Ich denke, es genügt, Kinder und Jugendliche zu warnen und darauf hinzuweisen, dass im Moment die Intensität und die Dichte von verstörenden Bildern, Fotos und Videos besonders hoch ist. Das heißt aber keinesfalls, dass man sie von der Realität fernhalten sollte!
Es geht vielmehr darum, ihnen dabei zu helfen, die Realität einzuordnen.
Schließlich haben Bilder auch immer einen Zweck und vor allem einen Kontext. Die Frage, wer die Bilder „in die Welt gesetzt“ hat, ist also wertvoll.
Damit geht die Frage einher, ob sie wirklich Abbilder der Realität sind oder eben nur Fragmente, Ausschnitte, Hinweise, Andeutungen, Teile des großen Ganzen.
Bekommt man damit wirklich das Ganze in den Blick, versteht man was passiert und in welchen Zusammenhang Taten, Gesten, Handlungen und Gräueltaten stehen?
Die Frage wird wichtig sein, was man dabei empfindet.
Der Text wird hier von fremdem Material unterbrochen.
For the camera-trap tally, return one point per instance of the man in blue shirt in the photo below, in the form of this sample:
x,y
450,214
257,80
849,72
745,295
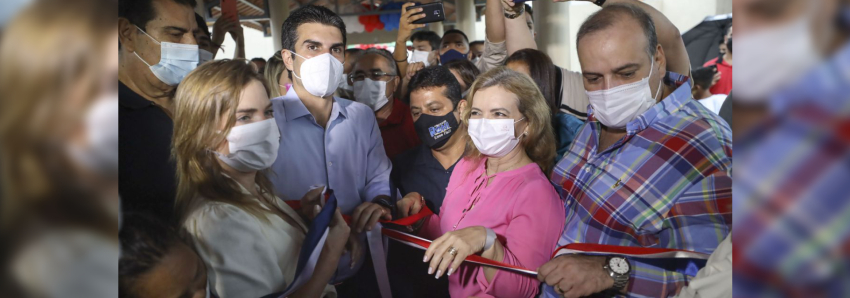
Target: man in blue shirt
x,y
326,140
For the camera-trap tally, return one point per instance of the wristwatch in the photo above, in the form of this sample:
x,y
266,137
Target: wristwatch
x,y
513,15
618,268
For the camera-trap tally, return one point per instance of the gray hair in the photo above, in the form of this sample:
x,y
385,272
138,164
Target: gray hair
x,y
612,13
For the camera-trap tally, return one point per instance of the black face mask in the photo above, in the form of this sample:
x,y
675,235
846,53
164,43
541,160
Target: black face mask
x,y
435,131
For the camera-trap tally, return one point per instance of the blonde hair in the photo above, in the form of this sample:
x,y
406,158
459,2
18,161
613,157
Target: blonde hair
x,y
273,72
205,102
539,143
51,70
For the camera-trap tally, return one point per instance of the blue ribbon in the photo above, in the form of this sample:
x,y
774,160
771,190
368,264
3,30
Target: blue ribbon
x,y
312,240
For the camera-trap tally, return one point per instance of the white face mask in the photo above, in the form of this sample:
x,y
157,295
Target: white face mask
x,y
772,57
616,107
320,75
253,146
176,60
204,56
493,137
343,83
419,56
99,153
371,93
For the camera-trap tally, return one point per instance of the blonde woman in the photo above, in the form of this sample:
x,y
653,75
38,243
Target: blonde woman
x,y
278,83
499,203
224,141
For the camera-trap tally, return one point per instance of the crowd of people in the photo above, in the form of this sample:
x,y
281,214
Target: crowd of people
x,y
514,155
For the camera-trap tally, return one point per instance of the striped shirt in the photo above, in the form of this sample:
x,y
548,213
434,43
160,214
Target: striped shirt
x,y
666,184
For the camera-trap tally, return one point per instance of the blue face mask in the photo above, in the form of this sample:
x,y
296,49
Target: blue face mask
x,y
451,55
175,62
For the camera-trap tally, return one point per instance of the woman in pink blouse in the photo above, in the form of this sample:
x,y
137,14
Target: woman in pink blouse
x,y
499,203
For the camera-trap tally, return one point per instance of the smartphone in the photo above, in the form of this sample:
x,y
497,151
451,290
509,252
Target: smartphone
x,y
433,13
228,8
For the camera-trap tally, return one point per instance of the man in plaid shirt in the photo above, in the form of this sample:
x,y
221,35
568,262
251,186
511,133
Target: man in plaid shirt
x,y
651,168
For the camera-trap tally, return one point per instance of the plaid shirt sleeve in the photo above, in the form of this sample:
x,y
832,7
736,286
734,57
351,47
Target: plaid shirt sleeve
x,y
704,209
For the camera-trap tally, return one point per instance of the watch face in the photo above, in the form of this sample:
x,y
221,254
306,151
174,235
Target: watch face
x,y
619,265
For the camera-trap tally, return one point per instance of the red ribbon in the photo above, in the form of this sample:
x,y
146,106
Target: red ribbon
x,y
647,252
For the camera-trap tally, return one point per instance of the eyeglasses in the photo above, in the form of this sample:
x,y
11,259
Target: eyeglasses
x,y
375,76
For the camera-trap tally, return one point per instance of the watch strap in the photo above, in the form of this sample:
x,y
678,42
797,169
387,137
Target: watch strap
x,y
490,239
513,15
620,280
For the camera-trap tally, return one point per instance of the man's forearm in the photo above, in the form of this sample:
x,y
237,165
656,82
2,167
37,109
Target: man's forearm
x,y
400,56
494,21
240,48
518,35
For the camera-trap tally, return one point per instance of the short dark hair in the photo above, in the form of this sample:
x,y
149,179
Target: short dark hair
x,y
455,31
543,73
140,12
467,70
202,24
144,242
430,36
380,52
611,14
308,14
353,51
435,77
703,76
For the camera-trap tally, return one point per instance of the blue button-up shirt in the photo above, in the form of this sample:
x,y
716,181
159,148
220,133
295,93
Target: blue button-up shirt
x,y
348,156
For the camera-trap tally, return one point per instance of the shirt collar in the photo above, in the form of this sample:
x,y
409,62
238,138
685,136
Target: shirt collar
x,y
294,108
825,86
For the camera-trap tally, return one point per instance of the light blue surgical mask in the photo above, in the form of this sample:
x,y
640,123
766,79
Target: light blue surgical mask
x,y
175,62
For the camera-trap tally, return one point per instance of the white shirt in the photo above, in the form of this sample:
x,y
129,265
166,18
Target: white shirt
x,y
715,279
714,102
246,256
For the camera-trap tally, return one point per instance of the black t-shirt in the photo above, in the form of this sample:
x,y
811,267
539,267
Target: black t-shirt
x,y
147,182
416,170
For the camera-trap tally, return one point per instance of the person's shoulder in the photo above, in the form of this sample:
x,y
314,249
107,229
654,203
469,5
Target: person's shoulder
x,y
355,110
698,127
208,214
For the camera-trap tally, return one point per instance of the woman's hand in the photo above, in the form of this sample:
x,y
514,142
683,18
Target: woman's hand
x,y
405,23
338,233
463,242
353,246
312,203
411,204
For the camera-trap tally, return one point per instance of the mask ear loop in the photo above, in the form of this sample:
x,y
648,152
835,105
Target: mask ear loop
x,y
151,37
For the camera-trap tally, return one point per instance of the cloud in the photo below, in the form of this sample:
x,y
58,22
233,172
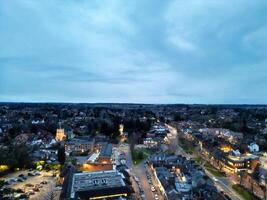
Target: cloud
x,y
196,51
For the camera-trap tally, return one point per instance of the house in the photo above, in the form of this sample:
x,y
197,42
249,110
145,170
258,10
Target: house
x,y
60,135
99,185
253,147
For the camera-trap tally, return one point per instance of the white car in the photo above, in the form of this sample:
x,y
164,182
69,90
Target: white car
x,y
215,179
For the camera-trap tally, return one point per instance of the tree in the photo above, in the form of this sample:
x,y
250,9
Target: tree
x,y
61,155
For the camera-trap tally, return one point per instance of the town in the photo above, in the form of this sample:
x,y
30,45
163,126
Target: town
x,y
132,151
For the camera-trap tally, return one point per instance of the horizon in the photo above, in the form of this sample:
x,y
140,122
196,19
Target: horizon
x,y
194,52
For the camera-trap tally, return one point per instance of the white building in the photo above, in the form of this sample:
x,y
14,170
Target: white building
x,y
253,147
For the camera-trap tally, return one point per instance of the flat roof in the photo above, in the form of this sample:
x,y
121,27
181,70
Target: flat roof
x,y
91,181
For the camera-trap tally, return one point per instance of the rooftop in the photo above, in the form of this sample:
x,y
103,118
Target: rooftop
x,y
91,181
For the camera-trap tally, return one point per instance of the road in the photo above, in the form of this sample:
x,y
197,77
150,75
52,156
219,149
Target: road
x,y
222,184
142,186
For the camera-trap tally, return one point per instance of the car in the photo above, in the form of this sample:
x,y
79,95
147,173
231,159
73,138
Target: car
x,y
19,190
30,174
136,179
29,185
20,180
24,196
30,193
227,197
37,173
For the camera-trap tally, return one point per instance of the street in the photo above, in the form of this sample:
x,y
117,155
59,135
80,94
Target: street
x,y
222,184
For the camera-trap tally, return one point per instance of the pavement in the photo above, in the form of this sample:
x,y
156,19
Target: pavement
x,y
221,183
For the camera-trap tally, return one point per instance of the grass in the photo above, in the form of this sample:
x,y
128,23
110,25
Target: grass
x,y
139,155
243,192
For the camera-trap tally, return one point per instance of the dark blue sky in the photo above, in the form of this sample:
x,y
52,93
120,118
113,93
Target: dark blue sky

Ist es Abscheu, Ekel, Hass oder lässt sich das Empfinden rationaler fassen? Und: Was machen diese Gefühl bei mir? Tragen sie dazu bei, dass ich darüber differenziert sprechen kann?
Wir leben jedenfalls in komplizierten Zeiten. In unübersichtlichen Zeiten.
Womöglich war es aber schon immer kompliziert, doch in heutigen Zeiten der Nachrichtenflut ist diese Komplexität noch mehr spürbar und auch sichtbar.
Wie soll ein Kind oder ein Jugendlicher damit umgehen können, wenn selbst Erwachsene überfordert sind?
Das immer wieder Reden ist eigentlich der einzige Ansatz, der irgendwie gewinnbringend sein könnte. Das immer wieder Momente und Räume schaffen, in denen diskutiert wird, in denen eingeordnet wird, in denen auch die eigene Überforderung angesichts der Weltlage deutlich aufs Tapet kommt.
Es bringt schließlich nichts, wenn sich der Erwachsene nur als stark darstellt, als wissend, als jemand, der alles analysieren und einordnen kann und dem es damit möglicherweise auch gelingt, die Zukunft zu antizipieren.
Die Wahrheit ist: Auch Eltern können das nicht. Auch Eltern sind nicht allwissend. Es ist für Kinder und Jugendliche kein Problem, wenn sie das bemerken.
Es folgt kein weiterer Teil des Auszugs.